SOAPの役割分担

多くの薬局では、POSに基づいたSOAP形式で薬歴記載を行なっていると思います。今回は、S・O・A・Pのそれぞれの役割を再確認していきます。

 

●SOAP薬歴の基になるPOSとは?

SOAP形式の薬歴は、POS(問題指向型システム)という考え方が基になっています。POSとは、「問題指向型」という言葉が示している通り、患者さんの立場に立って患者さんのProblemを解決するための考え方です。 従って、患者さんのProblem(疾患の治療・副作用ケア・相互作用・アドヒアランスの改善など様々です)を見出し、その情報を記録・共有するための方法がSOAP薬歴になります。 各々の患者さんのProblem情報を共有していくことを意識して、SOAP薬歴の記録に取り組んでいきましょう。 

 

●S 主観的な情報 (Subjective Data)

Sには主観的な情報、つまり、患者さんから聞き取りをした内容を記録します。 患者さんが、症状や服薬状況、副作用についてどう感じているか、どんな悩み・疑問を持っているかといった、Problemに対しての患者さん自身の言葉を記録していく項目です。

 

●O 客観的な情報 (Objective Data)

Oには客観的なProblem情報を記録します。 「冷却シートをおでこに貼っている」「咳こみがひどい」「右足を引きずっている」などの患者さんの見た目の情報や、検査結果数値を書き写した場合(例:BP…135/78、肝機能検査…GOT 48IU/L、GPT62IU/Lなど)も、こちらに記録するとAやPが整理しやすくなります。

 

●A 判断・評価 (Assessment)

Aには処方内容・処方履歴とS・Oの情報を基に、患者さんのProblemに対しての判断・評価を記録します。

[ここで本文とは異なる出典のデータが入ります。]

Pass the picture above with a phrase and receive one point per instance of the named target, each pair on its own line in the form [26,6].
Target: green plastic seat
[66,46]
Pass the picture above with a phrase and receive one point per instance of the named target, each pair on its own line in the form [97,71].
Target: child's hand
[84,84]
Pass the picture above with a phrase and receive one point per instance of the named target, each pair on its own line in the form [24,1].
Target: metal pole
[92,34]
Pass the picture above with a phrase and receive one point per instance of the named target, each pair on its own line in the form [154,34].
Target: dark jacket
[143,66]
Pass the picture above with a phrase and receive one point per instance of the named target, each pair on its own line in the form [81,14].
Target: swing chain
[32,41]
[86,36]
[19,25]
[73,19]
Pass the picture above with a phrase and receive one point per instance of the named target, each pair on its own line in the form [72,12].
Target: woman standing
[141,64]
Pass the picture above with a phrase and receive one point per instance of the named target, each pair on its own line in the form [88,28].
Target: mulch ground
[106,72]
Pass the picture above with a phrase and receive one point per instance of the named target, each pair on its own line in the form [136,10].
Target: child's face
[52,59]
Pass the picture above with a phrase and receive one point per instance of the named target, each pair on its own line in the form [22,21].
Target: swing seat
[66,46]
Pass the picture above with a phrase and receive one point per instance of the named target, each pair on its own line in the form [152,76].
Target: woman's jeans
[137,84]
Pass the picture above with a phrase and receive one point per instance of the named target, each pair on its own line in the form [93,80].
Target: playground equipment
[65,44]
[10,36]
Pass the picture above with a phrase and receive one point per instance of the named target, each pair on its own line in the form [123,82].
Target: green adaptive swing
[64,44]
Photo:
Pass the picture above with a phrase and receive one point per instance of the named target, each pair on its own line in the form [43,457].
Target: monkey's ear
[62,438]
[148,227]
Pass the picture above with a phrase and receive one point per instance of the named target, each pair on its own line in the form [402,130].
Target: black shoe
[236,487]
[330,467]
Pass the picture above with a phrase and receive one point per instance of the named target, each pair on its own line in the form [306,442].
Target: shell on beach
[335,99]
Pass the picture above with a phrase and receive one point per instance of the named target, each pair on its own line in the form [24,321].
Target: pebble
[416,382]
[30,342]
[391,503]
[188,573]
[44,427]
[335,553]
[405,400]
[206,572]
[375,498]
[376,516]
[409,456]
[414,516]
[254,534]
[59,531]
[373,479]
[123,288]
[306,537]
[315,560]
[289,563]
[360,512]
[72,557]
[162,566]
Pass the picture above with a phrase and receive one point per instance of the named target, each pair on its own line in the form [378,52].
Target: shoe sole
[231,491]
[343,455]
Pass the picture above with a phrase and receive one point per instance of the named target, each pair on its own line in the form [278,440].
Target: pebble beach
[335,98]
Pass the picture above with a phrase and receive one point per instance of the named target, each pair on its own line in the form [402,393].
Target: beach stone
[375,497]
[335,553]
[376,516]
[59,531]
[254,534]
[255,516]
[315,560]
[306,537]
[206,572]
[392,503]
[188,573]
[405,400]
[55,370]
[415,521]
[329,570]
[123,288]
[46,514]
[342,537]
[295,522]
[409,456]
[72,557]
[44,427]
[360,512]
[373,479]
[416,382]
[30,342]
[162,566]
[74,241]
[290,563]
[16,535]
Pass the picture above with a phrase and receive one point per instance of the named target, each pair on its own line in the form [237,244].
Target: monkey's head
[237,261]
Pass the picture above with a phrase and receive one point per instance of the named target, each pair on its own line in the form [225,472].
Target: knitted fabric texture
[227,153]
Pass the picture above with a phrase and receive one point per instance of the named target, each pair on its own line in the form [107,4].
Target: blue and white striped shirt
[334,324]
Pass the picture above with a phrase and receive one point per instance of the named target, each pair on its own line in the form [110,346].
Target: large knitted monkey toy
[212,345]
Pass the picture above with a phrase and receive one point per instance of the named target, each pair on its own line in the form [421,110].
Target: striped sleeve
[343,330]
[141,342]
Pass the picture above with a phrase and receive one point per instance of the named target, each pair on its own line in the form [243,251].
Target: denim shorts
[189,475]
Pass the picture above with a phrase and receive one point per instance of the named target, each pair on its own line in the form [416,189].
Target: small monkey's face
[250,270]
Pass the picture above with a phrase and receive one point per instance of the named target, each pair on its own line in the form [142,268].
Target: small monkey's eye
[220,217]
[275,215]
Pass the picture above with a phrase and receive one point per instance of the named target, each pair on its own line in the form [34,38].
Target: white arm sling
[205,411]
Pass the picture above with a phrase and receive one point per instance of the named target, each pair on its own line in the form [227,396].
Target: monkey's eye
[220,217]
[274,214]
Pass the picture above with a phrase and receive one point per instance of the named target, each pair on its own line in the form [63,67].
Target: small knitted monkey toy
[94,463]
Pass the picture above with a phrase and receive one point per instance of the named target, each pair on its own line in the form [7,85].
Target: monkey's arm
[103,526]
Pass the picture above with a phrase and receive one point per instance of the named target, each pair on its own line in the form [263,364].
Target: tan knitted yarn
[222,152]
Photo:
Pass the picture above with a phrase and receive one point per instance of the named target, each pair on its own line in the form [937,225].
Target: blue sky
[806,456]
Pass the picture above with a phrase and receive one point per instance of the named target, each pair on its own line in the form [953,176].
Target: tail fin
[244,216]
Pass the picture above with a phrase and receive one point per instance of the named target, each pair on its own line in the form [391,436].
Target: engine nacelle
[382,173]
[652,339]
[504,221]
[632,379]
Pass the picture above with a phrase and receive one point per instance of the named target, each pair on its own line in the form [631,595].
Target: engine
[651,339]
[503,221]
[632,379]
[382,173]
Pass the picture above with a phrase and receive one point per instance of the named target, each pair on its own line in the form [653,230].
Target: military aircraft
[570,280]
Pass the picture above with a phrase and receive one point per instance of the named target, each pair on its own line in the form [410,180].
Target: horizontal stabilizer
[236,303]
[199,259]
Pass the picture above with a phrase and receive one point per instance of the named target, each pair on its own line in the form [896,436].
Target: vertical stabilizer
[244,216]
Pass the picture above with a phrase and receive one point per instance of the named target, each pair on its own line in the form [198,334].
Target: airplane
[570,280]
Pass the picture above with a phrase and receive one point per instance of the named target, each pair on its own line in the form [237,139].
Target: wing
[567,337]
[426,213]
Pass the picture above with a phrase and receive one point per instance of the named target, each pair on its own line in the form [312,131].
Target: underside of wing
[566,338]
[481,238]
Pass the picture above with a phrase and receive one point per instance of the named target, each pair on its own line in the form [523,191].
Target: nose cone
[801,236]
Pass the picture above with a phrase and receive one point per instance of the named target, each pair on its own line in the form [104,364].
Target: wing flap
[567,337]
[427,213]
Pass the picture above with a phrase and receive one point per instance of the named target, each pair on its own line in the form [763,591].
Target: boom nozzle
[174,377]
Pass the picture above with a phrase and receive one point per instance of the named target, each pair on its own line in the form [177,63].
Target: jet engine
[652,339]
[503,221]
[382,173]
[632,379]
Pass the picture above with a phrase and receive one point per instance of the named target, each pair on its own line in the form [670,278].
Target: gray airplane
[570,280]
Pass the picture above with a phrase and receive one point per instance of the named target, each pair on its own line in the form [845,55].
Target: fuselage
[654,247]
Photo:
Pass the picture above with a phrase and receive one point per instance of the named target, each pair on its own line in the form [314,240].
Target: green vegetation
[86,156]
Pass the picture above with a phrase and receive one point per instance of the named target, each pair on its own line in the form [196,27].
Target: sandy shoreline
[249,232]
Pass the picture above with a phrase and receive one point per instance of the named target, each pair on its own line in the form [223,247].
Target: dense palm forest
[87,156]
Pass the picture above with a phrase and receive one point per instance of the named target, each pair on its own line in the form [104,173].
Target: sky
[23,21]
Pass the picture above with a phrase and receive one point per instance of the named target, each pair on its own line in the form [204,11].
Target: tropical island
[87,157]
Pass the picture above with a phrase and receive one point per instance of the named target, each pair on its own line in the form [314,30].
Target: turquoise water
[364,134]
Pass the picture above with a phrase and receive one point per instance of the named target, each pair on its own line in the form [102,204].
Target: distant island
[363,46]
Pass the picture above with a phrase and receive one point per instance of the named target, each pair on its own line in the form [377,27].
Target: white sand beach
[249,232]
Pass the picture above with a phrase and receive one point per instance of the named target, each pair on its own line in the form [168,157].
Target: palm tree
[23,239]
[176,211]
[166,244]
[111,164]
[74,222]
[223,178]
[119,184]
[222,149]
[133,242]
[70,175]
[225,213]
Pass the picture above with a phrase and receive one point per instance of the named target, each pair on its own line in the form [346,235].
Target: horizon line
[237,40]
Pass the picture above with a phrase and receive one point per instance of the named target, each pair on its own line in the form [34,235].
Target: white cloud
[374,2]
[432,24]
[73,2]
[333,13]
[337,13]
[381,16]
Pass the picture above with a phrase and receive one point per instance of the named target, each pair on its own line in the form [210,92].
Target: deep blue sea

併用禁忌薬や疾病禁忌を確認したか?や、飲酒や車の運転の有無を確認したか?重大な副作用の発現はないか?などの薬学的な判断も記録しておきましょう。

 

●P 計画・行動 (Plan)

PにはProblemを解決するための計画・行動を記録します。 Pは、患者さんへの説明(Ep) ・次回確認事項(Op) ・一包化や疑義照会などの改善計画(Cp)など細かく分けて記録する場合もあります。